Factors favoring GPU:
1. Data parallelism (same operation on many elements)
2. Large dataset (amortize transfer overhead)
3. Compute-intensive (arithmetic intensity)
4. Regular memory access patterns
Factors favoring CPU:
1. Sequential/branching logic
2. Small dataset
3. Memory-intensive (low arithmetic intensity)
4. Irregular memory access
5. Need for quick turnaround (no transfer overhead)
"""
score = 0
# Data parallelism
if problem.get('parallelizable_fraction', 0) > 0.9:
score += 3
# Dataset size
size = problem.get('data_size_mb', 0)
if size > 100:
score += 2
elif size < 1:
score -= 2
# Arithmetic intensity (FLOPs per byte)
intensity = problem.get('arithmetic_intensity', 0)
if intensity > 10:
score += 3
elif intensity < 1:
score -= 2
# Memory pattern
if problem.get('memory_pattern') == 'regular':
score += 1
elif problem.get('memory_pattern') == 'random':
score -= 2
return score > 2
# Examples
problems = [
{
'name': 'Matrix multiplication',
'parallelizable_fraction': 0.99,
'data_size_mb': 500,
'arithmetic_intensity': 100, # N FLOPs per element
'memory_pattern': 'regular'
},
{
'name': 'Graph traversal (BFS)',
'parallelizable_fraction': 0.7,
'data_size_mb': 50,
'arithmetic_intensity': 0.5, # Just checking neighbors
'memory_pattern': 'random'
},
{
'name': 'Small sort',
'parallelizable_fraction': 0.8,
'data_size_mb': 0.1,
'arithmetic_intensity': 5,
'memory_pattern': 'irregular'
}
]
df = GPUDecisionFramework()
for p in problems:
use_gpu = df.should_use_gpu(p)
print(f"{p['name']}: {'GPU' if use_gpu else 'CPU'}")
Profiling and Benchmarking
import time
def benchmark_comparison(cpu_func, gpu_func, data, warmup=3, iterations=10):
"""Compare CPU vs GPU performance"""
# Warmup (important for GPU!)
for _ in range(warmup):
cpu_func(data)
gpu_func(data)
# CPU timing
cpu_times = []
for _ in range(iterations):
start = time.perf_counter()
cpu_result = cpu_func(data)
cpu_times.append(time.perf_counter() - start)
# GPU timing (include transfer time)
gpu_times = []
for _ in range(iterations):
start = time.perf_counter()
gpu_result = gpu_func(data)
gpu_times.append(time.perf_counter() - start)
return {
'cpu_mean': sum(cpu_times) / len(cpu_times),
'gpu_mean': sum(gpu_times) / len(gpu_times),
'speedup': (sum(cpu_times) / len(cpu_times)) /
(sum(gpu_times) / len(gpu_times))
}
Exercises
Basic
Calculate the global thread index for a 2D grid with blocks (4, 4) and threads (16, 16).
Explain why adjacent threads should access adjacent memory locations.
Implement a parallel reduction for finding the maximum element.
Intermediate
Implement tiled matrix multiplication and compare memory accesses with naive version.

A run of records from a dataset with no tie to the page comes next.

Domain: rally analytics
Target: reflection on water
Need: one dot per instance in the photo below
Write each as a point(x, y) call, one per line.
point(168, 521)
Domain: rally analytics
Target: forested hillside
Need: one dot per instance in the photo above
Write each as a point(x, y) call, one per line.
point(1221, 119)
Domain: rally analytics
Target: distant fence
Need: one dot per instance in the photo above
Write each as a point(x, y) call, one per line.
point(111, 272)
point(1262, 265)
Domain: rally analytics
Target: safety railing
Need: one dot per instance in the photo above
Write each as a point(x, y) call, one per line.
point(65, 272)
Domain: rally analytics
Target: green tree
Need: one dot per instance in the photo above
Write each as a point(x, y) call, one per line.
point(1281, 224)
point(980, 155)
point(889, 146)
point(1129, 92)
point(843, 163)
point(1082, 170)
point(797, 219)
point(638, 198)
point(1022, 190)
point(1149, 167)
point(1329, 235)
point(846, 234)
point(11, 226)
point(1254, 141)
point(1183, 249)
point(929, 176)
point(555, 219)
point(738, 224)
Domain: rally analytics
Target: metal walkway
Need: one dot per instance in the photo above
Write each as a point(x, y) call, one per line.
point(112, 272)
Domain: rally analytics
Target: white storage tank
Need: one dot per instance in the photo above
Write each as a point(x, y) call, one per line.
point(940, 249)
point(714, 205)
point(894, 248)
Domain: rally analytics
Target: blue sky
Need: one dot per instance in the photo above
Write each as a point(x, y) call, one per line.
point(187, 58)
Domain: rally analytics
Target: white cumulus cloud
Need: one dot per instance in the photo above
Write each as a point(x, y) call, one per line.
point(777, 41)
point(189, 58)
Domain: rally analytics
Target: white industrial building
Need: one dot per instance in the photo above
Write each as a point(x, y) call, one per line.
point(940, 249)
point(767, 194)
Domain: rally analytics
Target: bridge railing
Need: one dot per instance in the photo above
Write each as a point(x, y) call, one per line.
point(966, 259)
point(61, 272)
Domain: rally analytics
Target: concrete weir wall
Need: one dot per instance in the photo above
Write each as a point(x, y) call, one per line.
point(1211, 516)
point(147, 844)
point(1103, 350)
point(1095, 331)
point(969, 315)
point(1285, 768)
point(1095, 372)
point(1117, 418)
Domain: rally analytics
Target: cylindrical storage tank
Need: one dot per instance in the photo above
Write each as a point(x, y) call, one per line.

Analyze a piece of code for warp divergence and optimize it.
Calculate the occupancy for a kernel using 128 threads, 40 registers/thread, and 8KB shared memory.
Advanced
Implement parallel radix sort using prefix sums.
Design a GPU algorithm for sparse matrix-vector multiplication.
Optimize a GPU kernel by analyzing and improving its memory access patterns.
Summary
- GPUs have thousands of simple cores for throughput
- Memory coalescing is critical for performance
- Avoid warp divergence by restructuring conditionals
- Parallel reduction and scan are fundamental building blocks
- Tiling improves data reuse through shared memory
- Use GPUs for data-parallel, compute-intensive workloads
Module Complete
This completes the Parallel Computing module! You've learned fundamental concepts for writing efficient parallel programs.